Latent Emissions, Chakaia Booker
Jesus meets the women of Jerusalem
From the Gospel according to Luke (23:27-31)
A number of the people followed him, and among them were women who were beating their breasts and wailing for him. Jesus turned to them and said, “Daughters of Jerusalem, do not weep for me, but weep for yourselves and for your children. For the days are surely coming when they will say, ‘Blessed are the barren, and the wombs that never bore, and the breasts that never nursed.’ Then they will say to the mountains, ‘Fall on us’; and to the hills, ‘Cover us.’ For if they do this when the wood is green, what will happen when it is dry?”.
We live in a world where it is often hard to find hope among the many hardships that we face on a daily basis. As a result, many resort to selfishness, making decisions within their lives that benefit only them and those close to them, often at the expense of others. We see this phenomenon especially in our world right now, when many discount the concept of “social distancing” as something that is only suggested and is not a necessity during the COVID-19 pandemic.

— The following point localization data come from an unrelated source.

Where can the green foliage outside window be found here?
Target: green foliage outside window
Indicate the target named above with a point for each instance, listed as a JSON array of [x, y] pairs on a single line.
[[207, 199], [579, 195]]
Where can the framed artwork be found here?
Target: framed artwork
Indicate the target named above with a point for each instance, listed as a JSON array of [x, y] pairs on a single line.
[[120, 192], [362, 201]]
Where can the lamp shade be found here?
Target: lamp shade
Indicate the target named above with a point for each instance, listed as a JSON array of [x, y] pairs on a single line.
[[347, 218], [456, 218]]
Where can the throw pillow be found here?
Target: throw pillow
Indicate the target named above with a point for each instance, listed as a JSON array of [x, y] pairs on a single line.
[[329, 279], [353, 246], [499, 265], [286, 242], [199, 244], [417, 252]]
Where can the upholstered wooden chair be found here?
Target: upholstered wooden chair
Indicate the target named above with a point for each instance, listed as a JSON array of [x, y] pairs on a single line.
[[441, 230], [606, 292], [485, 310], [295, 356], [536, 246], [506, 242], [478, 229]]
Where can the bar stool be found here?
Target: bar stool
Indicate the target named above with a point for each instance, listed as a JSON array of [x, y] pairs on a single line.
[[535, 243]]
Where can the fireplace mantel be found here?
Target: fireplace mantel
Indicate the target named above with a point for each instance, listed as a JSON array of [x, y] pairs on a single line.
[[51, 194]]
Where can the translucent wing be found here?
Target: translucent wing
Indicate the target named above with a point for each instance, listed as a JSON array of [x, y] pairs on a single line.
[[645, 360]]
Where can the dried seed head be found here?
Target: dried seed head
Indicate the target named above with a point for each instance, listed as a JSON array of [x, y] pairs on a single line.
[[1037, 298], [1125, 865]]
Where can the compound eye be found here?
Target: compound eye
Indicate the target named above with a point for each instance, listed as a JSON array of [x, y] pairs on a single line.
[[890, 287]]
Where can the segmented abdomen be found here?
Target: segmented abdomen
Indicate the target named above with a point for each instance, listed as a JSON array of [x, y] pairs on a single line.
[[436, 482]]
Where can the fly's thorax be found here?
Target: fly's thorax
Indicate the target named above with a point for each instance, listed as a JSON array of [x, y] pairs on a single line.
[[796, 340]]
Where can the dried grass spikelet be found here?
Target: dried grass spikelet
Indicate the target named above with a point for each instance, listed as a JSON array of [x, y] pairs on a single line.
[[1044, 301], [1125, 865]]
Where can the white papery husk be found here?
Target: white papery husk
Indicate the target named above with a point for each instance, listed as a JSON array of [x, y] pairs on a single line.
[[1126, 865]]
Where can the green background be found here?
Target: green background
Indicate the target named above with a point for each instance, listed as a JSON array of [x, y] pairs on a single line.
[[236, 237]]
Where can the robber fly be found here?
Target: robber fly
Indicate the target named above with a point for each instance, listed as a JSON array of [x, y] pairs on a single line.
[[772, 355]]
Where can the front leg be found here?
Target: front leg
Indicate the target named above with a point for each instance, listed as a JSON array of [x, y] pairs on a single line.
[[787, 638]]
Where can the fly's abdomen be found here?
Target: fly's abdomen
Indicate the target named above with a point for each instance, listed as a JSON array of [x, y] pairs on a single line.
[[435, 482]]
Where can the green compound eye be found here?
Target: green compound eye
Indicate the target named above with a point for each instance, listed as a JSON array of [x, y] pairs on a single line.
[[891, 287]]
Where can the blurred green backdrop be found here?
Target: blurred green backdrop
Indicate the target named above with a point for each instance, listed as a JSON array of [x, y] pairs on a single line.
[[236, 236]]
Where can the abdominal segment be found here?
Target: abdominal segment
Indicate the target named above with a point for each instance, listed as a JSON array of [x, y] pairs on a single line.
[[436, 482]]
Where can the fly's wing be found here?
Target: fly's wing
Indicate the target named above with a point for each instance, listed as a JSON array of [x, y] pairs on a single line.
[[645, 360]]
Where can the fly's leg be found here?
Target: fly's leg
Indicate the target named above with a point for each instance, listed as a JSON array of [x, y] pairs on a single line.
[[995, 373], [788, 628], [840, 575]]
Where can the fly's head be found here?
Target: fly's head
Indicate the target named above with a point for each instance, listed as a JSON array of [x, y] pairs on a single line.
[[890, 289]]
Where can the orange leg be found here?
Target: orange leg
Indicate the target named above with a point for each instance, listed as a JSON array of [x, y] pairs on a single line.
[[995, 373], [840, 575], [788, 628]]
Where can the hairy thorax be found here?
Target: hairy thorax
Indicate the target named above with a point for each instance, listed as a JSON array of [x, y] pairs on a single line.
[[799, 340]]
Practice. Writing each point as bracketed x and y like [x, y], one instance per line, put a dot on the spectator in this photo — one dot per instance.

However, in this station, we see the weeping women, a group of people who are not afraid to vocally express their love for Jesus and their sadness at His suffering in the midst of a community that has turned on Him. They are the epitome of selflessness, making themselves vulnerable for Jesus as He walks by, showing Him that they care for Him and will miss Him. He in turn gives them consolation, warning them that these times will continue and to stay steadfast.
We will move past the COVID-19 crisis in at most a couple of years; however, its effects will remain with us as individuals and as a society. However, that will not be the end of suffering in our lives. Jesus intended His message for the weeping women to be for us as well; we must stay steadfast in the hardships that we face, keeping selflessness and love in our hearts and our actions.